The self-described mission is to "reframe today's national conversation on racial justice" through multimedia content from written and video op-eds to data visualizations to virtual conversations. Boston University students from the College of Communication will be able to contribute material alongside community voices. Invoking the past, The Emancipator will also feature abolition-era editorials, annotated by academics for relevance to contemporary public discourse.

As phrased by The New York Times, the initiative intends to revive the traditional generation of media that "predates the formal division of news and opinion in 20th-century American journalism," thus blending reportage with editorial.

Amid the national scramble for editorial hires, the project will employ of two editors-in-chief to lead the newsroom: one with more academic bent and one with more journalistic inclination. The position based at Boston University is listed at "Grade 52" salary, which sets the leadership role's maximum wage at $228,000, according to the university's Human Resources compensation policy.

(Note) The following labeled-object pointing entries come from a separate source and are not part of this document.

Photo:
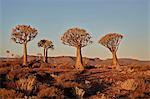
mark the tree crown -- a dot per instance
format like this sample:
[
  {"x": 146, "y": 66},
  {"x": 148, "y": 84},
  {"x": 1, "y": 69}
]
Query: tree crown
[
  {"x": 111, "y": 41},
  {"x": 46, "y": 44},
  {"x": 23, "y": 34},
  {"x": 76, "y": 37}
]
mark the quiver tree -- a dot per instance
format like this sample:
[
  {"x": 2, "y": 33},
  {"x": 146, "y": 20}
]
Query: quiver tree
[
  {"x": 78, "y": 38},
  {"x": 112, "y": 41},
  {"x": 22, "y": 34},
  {"x": 46, "y": 44}
]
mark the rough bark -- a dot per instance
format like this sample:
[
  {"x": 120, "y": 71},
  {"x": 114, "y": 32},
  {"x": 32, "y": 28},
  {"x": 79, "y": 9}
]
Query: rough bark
[
  {"x": 45, "y": 55},
  {"x": 79, "y": 64},
  {"x": 25, "y": 54},
  {"x": 115, "y": 60}
]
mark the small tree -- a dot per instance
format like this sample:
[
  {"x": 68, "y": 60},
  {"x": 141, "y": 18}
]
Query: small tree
[
  {"x": 22, "y": 34},
  {"x": 112, "y": 41},
  {"x": 39, "y": 56},
  {"x": 7, "y": 52},
  {"x": 46, "y": 44},
  {"x": 78, "y": 38}
]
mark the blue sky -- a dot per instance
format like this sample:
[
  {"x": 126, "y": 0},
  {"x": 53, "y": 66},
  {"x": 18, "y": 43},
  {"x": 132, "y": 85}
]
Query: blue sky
[{"x": 53, "y": 17}]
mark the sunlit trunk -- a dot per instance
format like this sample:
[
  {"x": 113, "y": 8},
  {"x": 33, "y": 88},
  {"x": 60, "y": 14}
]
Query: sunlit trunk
[
  {"x": 44, "y": 58},
  {"x": 115, "y": 60},
  {"x": 79, "y": 64},
  {"x": 25, "y": 54},
  {"x": 45, "y": 55}
]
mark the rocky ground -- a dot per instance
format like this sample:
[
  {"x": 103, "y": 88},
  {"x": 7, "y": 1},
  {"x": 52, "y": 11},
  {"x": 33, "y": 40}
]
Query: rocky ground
[{"x": 59, "y": 80}]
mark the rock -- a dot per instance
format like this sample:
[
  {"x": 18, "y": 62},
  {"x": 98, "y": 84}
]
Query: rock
[{"x": 129, "y": 84}]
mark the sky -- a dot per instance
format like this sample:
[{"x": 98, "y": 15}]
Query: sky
[{"x": 53, "y": 17}]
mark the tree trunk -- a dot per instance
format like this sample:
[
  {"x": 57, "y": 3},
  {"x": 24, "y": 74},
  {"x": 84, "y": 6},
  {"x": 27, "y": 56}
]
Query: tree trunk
[
  {"x": 115, "y": 60},
  {"x": 79, "y": 64},
  {"x": 25, "y": 54},
  {"x": 44, "y": 58}
]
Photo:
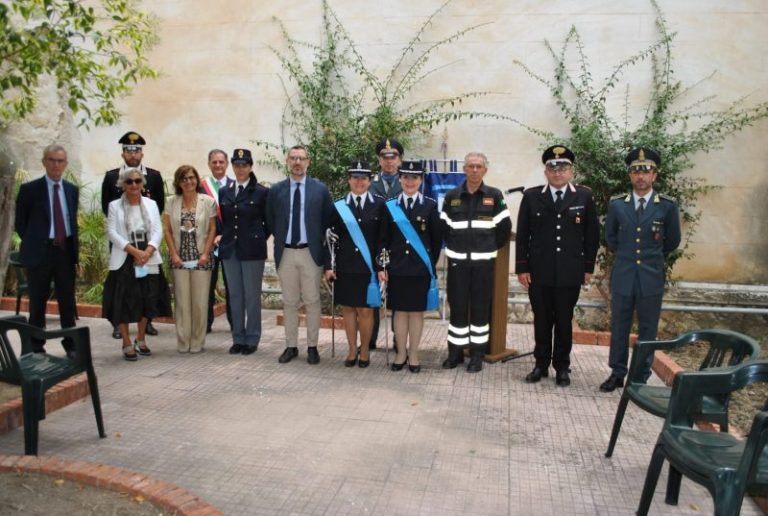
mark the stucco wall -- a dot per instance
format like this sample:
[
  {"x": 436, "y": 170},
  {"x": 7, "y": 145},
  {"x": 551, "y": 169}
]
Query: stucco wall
[{"x": 221, "y": 87}]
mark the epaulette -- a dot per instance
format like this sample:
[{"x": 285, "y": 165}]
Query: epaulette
[{"x": 667, "y": 197}]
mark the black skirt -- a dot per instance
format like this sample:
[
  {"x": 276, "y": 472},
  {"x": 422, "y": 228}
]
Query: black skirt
[
  {"x": 407, "y": 293},
  {"x": 127, "y": 298},
  {"x": 352, "y": 289}
]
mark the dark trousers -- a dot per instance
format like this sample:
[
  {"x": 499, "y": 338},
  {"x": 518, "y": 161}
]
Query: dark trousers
[
  {"x": 470, "y": 290},
  {"x": 57, "y": 266},
  {"x": 212, "y": 292},
  {"x": 553, "y": 311},
  {"x": 648, "y": 310}
]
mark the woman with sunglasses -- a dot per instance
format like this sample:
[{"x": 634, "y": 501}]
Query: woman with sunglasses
[
  {"x": 135, "y": 289},
  {"x": 189, "y": 225}
]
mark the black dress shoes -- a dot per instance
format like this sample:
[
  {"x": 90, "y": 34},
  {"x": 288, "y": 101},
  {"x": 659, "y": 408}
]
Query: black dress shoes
[
  {"x": 611, "y": 383},
  {"x": 288, "y": 355},
  {"x": 150, "y": 330},
  {"x": 537, "y": 374}
]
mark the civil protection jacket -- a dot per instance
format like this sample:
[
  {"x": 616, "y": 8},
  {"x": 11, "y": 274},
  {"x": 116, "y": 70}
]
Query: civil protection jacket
[{"x": 475, "y": 225}]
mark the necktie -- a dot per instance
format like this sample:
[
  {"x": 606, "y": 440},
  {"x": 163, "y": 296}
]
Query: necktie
[
  {"x": 559, "y": 200},
  {"x": 296, "y": 216},
  {"x": 59, "y": 231}
]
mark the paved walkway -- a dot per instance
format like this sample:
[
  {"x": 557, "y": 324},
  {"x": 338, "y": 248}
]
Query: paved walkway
[{"x": 252, "y": 436}]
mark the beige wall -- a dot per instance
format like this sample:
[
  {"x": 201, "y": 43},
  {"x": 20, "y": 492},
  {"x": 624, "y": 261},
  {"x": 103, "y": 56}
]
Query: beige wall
[{"x": 221, "y": 87}]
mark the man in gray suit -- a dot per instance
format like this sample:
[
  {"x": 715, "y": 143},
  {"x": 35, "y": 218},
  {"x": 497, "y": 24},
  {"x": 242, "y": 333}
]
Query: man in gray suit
[{"x": 298, "y": 212}]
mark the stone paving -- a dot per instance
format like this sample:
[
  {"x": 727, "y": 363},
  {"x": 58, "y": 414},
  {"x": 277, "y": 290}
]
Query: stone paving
[{"x": 254, "y": 437}]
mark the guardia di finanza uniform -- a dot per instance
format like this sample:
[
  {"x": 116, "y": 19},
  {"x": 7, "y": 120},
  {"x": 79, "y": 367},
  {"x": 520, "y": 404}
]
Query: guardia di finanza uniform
[
  {"x": 641, "y": 244},
  {"x": 476, "y": 226},
  {"x": 557, "y": 245},
  {"x": 352, "y": 273}
]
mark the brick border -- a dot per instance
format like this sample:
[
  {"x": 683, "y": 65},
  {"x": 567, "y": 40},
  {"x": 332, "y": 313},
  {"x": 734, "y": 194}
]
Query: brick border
[
  {"x": 101, "y": 476},
  {"x": 59, "y": 396}
]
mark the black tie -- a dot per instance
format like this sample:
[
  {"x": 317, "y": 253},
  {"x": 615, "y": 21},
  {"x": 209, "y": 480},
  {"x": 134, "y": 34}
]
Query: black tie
[
  {"x": 559, "y": 200},
  {"x": 296, "y": 216}
]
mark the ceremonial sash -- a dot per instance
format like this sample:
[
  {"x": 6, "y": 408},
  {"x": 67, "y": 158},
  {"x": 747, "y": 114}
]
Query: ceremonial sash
[
  {"x": 406, "y": 228},
  {"x": 373, "y": 297}
]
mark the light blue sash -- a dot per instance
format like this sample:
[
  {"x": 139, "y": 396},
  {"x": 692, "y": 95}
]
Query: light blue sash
[
  {"x": 373, "y": 297},
  {"x": 405, "y": 227}
]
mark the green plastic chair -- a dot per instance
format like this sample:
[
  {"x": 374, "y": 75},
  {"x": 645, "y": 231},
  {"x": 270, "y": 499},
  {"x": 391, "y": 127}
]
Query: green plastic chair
[
  {"x": 726, "y": 348},
  {"x": 727, "y": 466},
  {"x": 38, "y": 372}
]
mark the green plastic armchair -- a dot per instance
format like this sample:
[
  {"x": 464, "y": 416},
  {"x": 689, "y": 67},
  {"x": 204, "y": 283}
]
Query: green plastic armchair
[
  {"x": 726, "y": 348},
  {"x": 727, "y": 466},
  {"x": 38, "y": 372}
]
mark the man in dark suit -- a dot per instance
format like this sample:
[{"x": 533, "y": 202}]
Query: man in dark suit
[
  {"x": 641, "y": 228},
  {"x": 299, "y": 210},
  {"x": 556, "y": 245},
  {"x": 217, "y": 163},
  {"x": 46, "y": 221},
  {"x": 154, "y": 187}
]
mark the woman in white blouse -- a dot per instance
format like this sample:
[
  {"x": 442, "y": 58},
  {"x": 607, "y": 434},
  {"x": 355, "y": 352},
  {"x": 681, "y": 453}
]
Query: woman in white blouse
[{"x": 135, "y": 290}]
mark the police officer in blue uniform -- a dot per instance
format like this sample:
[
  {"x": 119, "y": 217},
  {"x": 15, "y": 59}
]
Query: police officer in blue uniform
[
  {"x": 641, "y": 228},
  {"x": 556, "y": 245}
]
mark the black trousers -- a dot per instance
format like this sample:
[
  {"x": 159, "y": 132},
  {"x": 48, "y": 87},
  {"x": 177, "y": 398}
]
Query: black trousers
[
  {"x": 553, "y": 310},
  {"x": 470, "y": 291},
  {"x": 57, "y": 266},
  {"x": 212, "y": 291}
]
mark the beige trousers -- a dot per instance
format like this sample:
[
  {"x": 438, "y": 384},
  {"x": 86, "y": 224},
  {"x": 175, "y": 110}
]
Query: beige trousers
[
  {"x": 191, "y": 295},
  {"x": 300, "y": 281}
]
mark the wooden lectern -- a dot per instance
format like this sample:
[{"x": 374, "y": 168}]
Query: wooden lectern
[{"x": 498, "y": 338}]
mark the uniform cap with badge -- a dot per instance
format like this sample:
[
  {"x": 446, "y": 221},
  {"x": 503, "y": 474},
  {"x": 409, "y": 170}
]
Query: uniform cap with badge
[
  {"x": 389, "y": 147},
  {"x": 558, "y": 154},
  {"x": 642, "y": 159},
  {"x": 242, "y": 157},
  {"x": 359, "y": 169},
  {"x": 132, "y": 141},
  {"x": 412, "y": 168}
]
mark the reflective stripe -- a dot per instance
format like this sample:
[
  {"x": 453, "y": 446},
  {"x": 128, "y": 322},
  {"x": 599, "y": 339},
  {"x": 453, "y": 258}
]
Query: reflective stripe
[
  {"x": 482, "y": 256},
  {"x": 501, "y": 216},
  {"x": 455, "y": 255},
  {"x": 458, "y": 331},
  {"x": 460, "y": 341}
]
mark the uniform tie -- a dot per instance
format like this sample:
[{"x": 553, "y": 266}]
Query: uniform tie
[
  {"x": 59, "y": 231},
  {"x": 296, "y": 216}
]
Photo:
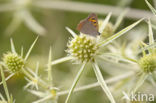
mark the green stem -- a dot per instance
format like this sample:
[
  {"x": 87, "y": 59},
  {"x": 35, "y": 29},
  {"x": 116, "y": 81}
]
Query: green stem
[
  {"x": 5, "y": 85},
  {"x": 102, "y": 82},
  {"x": 75, "y": 82},
  {"x": 32, "y": 78},
  {"x": 64, "y": 59}
]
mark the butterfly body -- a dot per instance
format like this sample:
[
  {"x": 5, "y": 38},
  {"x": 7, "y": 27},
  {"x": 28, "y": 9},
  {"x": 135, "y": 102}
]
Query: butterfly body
[{"x": 89, "y": 25}]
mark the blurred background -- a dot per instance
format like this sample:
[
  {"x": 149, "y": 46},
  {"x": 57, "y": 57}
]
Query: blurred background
[{"x": 54, "y": 20}]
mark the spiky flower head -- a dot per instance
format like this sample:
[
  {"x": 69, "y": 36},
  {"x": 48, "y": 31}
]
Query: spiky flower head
[
  {"x": 108, "y": 30},
  {"x": 148, "y": 63},
  {"x": 83, "y": 48},
  {"x": 13, "y": 62}
]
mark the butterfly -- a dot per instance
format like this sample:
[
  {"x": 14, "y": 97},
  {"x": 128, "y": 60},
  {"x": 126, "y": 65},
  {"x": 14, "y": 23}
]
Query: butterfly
[{"x": 89, "y": 25}]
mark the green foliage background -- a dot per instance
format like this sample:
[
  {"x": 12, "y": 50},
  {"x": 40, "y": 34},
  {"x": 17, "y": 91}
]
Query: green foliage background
[{"x": 57, "y": 36}]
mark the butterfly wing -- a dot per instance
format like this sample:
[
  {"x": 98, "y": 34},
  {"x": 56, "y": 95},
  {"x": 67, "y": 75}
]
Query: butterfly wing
[
  {"x": 89, "y": 25},
  {"x": 94, "y": 20}
]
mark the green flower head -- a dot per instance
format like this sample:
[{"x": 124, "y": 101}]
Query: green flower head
[
  {"x": 13, "y": 62},
  {"x": 83, "y": 48},
  {"x": 148, "y": 63}
]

For the visionary EICs, the founders said they've had preliminary conversations with CBS News correspondent Wesley Lowery and Errin Haines of nonprofit group The 19th, which serves as the model for The Emancipator.

The endeavor will be supported by an inaugural advisory board of prominent pundits, including the New York Times Magazine writer Nikole Hannah-Jones who created the now-debunked revisionist 1619 Project.

In an interview with The New York Times conducted Thursday, the Boston University talking head said that journalists should be the ones tasked with redefining what "racism" means based on "evidence."

The New York Times questioned whether the word should be "reserved for Nazis and Klansmen," used with extreme caution given that the term carries such power, or applied to day-to-day "features of American justice."

"In our time, slavery has become racism," Venkataraman told BU Today, which is is published by the university's communications office. "Antiracist ideas, debates, commentary, and solutions are needed now as much as anti-slavery commentary and ideas were needed to help bring about the end of slavery in the United States."